During evolutionary adaptation, the mechanisms for self-regulation are established between the normal growth and development of plants and environmental stress. The phytohormone jasmonate (JA) is a key tie of plant defence and development, and JASMONATE-ZIM DOMAIN (JAZ) repressor proteins are key components in JA signalling pathways. Here, we show that JAZ expression was affected by leaf senescence from the transcriptomic data. Further investigation revealed that SlJAZ10 and SlJAZ11 positively regulate leaf senescence and that SlJAZ11 can also promote plant regeneration. Moreover, we reveal that the SlJAV1-SlWRKY51 (JW) complex could suppress JA biosynthesis under normal growth conditions. Immediately after injury, SlJAZ10 and SlJAZ11 can regulate the activity of the JW complex through the effects of electrical signals and Ca2+ waves, which in turn affect JA biosynthesis, causing a difference in the regeneration phenotype between SlJAZ10-OE and SlJAZ11-OE transgenic plants. In addition, SlRbcs-3B could maintain the protein stability of SlJAZ11 to protect it from degradation.

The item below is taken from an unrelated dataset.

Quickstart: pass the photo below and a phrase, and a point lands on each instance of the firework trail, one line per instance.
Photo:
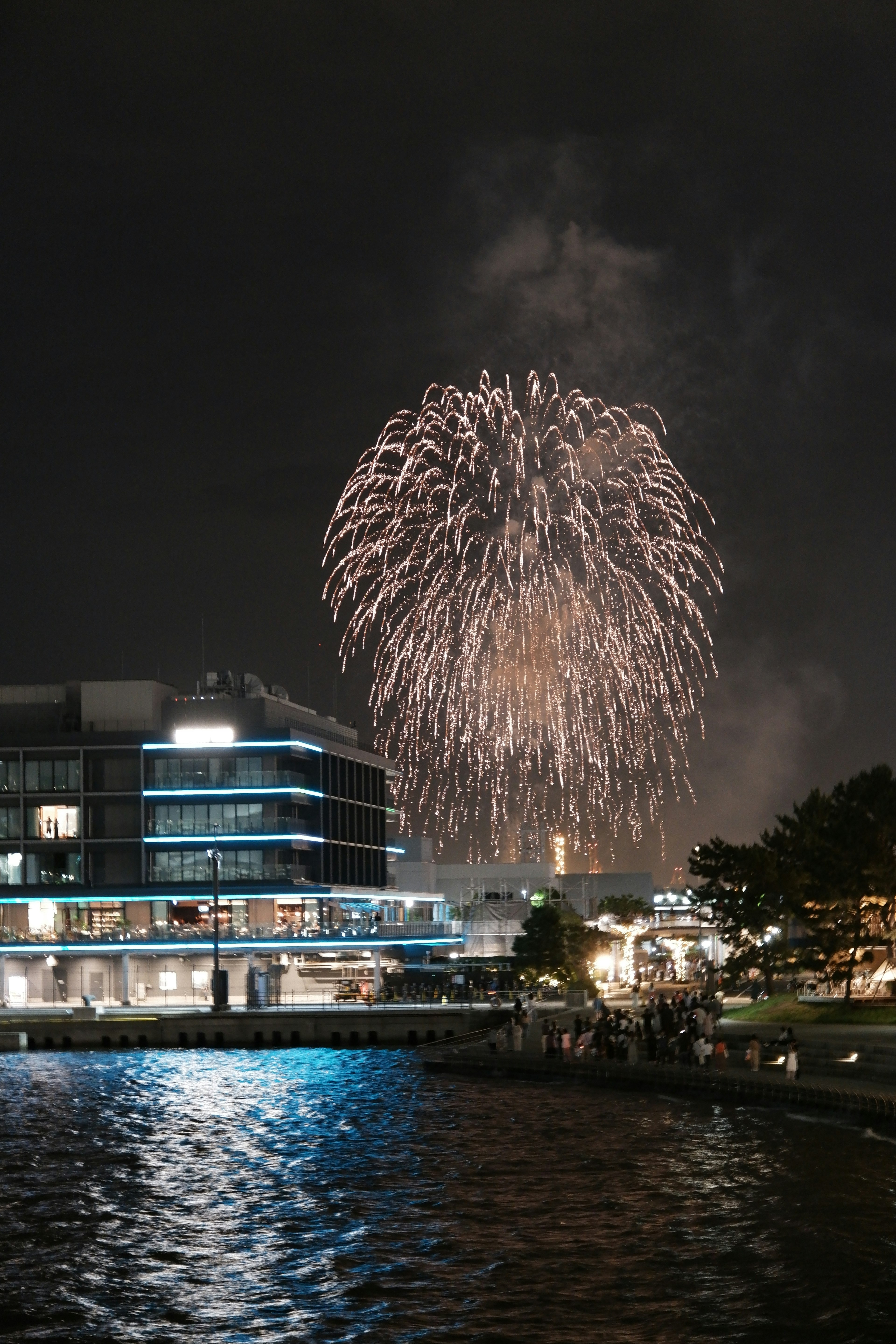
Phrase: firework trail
(530, 580)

Together, SlJAZ10 and SlJAZ11 not only act as repressors of JA signalling to leaf senescence, but also regulate plant regeneration through coordinated electrical signals, Ca2+ waves, hormones and transcriptional regulation. Our study provides critical insights into the mechanisms by which SlJAZ11 can induce regeneration.

Fig 1. Expression of SlJAZ10 and SlJAZ11 is induced after dark treatment.

(a) Distribution of genes upregulated or downregulated by dark treatment in the wild-type. (b) Expression of representative SlJAZ genes during aging. The fold-change in the average expression (log2 scale) of each gene is shown. WT samples were taken 8 days after dark treatment. Three independent biological samples were used. (c) The relative expression level of SlJAZ10 and SlJAZ11 during aging. (d) Phylogenetic analysis of JAZ proteins in tomato. (e) Amino acid sequence alignment of SlJAZ10 and SlJAZ11 homologues. (f) sljaz10^ko (CRISPR/Cas9-SlJAZ10) and sljaz11^ko (CRISPR/Cas9-SlJAZ11) alleles identified from the T1 mutants of tomato. (g) The SlJAZ10-overexpressing (OE) and SlJAZ11-overexpressing (OE) lines. The tissue examined was mature leaf.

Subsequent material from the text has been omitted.